When I was a junior in high school, a new student transferred into our school from Ohio — let’s call him LeBron (no, not that LeBron, but since I am going to use a fake name, I figured I’d use something more exciting than just calling him Frank). Like many Ohio-ans (or is it Ohio-ites?), LeBron was crazy about football.
Not only was he crazy about football, but he was really good at it too. He was big, fast and quickly became one of the best players on our team. You didn’t have to be Jon Gruden to notice LeBron on the field.
Which is why everyone was so confused one Monday afternoon in October when LeBron was not at practice. The coaches started asking around and none of us could recall seeing him at school that day either.
Concerned something bad had happened, our head coach called LeBron’s house to make sure our star player was okay. After a couple of rings, LeBron answered the phone. When the coach asked if he was okay, LeBron said, “yes, why? What’s up?”
“Why are you not at practice?” replied the coach.

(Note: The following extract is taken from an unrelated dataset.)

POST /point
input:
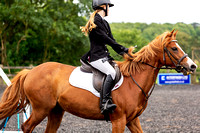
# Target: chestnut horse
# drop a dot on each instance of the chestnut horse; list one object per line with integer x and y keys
{"x": 46, "y": 87}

“We had practice today? But it is Columbus Day,” said LeBron. The Ohio native then went on to explain how Columbus Day is a big deal back home and he thought school and practice was canceled.
Caught off guard, our coach explained that practice and school did, in fact, take place in Arizona on Columbus Day. LeBron apologized and said he’d see coach at practice the next day.
The next day I saw LeBron at school and I asked him how his family celebrated Columbus Day.
“Oh, we didn’t do anything,” said LeBron.
“But I thought you told coach that that Columbus Day was such a big deal in Ohio?” I said. “I figured you guys were celebrating last night.”
“Yeah, I just made all that up because I didn’t feel like going to practice or school,” LeBron said with a smile. “I’m from Cleveland. I have never even been to Columbus.”
I was stunned. How did LeBron have the gumption to pull that off? He tricked our coach, got a 3-day weekend and didn’t have to face any type of punishment. As a nervous teenager, I couldn’t imagine making up a story like that, let alone getting away with it.
After expressing how impressed I was, LeBron explained how he knew he’d get away with it.
I knew coach would buy it because he once told me he’d never been to Ohio. Let’s keep this between us, okay?”
LeBron had something that most 16-year-olds did not have…confidence. There was no doubt in his mind that his plan would work. Sure, he may not have been very truthful, but he had his story straight, he was not afraid and he was convincing.
On this Columbus Day, 14 years later, I am still trying to match that level of confidence.